The new tariff is already in force, with a second one to be determined in June. The combined penalties could be as much as 45 percent. “Things like this, I don’t regard as being a good neighbor, dumping lumber,” Ross said on the same day of Trump’s April announcement.

Dairy
While the United States wants to keep Canadian lumber out, it’s hoping to push its dairy products in, though Canada has been trying to protect its dairy industry since the 1970s through a supply-management system that also taxed imports. Until now, U.S. farmers have been taking advantage of a loophole in the program, exporting $133 million annually of ultra-filtered milk to Canada that is not covered under the program’s tariffs.
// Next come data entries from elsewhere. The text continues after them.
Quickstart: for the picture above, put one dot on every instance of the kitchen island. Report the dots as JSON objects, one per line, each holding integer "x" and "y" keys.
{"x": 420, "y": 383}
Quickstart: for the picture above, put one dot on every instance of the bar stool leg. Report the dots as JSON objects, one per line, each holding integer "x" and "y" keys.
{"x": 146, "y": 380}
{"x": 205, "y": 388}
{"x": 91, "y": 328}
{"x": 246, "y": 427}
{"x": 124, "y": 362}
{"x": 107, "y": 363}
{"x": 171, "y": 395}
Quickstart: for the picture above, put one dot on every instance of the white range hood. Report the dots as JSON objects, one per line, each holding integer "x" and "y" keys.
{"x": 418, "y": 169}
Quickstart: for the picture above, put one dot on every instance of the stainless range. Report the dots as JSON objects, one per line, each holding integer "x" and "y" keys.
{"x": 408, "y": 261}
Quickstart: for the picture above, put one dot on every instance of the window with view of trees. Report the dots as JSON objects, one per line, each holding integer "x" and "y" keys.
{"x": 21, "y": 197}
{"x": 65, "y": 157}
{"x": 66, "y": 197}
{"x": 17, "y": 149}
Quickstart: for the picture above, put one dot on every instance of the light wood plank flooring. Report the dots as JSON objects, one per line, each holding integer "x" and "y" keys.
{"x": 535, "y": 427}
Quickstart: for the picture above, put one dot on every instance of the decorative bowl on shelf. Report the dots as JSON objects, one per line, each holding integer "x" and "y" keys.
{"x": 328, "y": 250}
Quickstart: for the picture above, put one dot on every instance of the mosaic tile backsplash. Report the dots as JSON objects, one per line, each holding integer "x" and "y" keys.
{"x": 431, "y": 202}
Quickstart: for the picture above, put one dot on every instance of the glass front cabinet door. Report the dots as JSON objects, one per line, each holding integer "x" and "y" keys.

That came to an end in February when Canada announced a measure that dropped the prices of domestically produced processed milk, making U.S. exports to the country uncompetitive. An overall global glut of milk forcing U.S. farmers to dump millions of gallons annually adds pressure to states that export the most milk to Canada, like Wisconsin and New York, prompting bipartisan congressional support for a U.S. response to Canada that is yet to be determined.

Oil and Gas
More than agricultural disputes, environmental ones have consumed a majority of NAFTA claims against Canada, brought on by U.S. investors with stakes in oil and gas exploration. In the case of Lone Pine Resources Inc., the Delaware-incorporated company owns a subsidiary based in Alberta that was granted various exploration licenses. But their one off-shore license was revoked after a Canadian environmental act prevented exploration in the St. Lawrence River. The case initiated in 2013 remains open while the U.S. company claims $119 million in damages.

Trilateral Disputes

Meat labeling
Starting in 2009, Mexico and Canada filed a case against a U.S. meat-labeling regulation that requires countries exporting meat to the United States to say where each animal was born, raised, and slaughtered. In May 2015, the WTO agreed it was an unreasonable burden and allowed Canada and Mexico to carry out retaliatory tariffs worth $781 million and $228 million, respectively. Ultimately, the U.S. Congress ended up repealing the law later that year.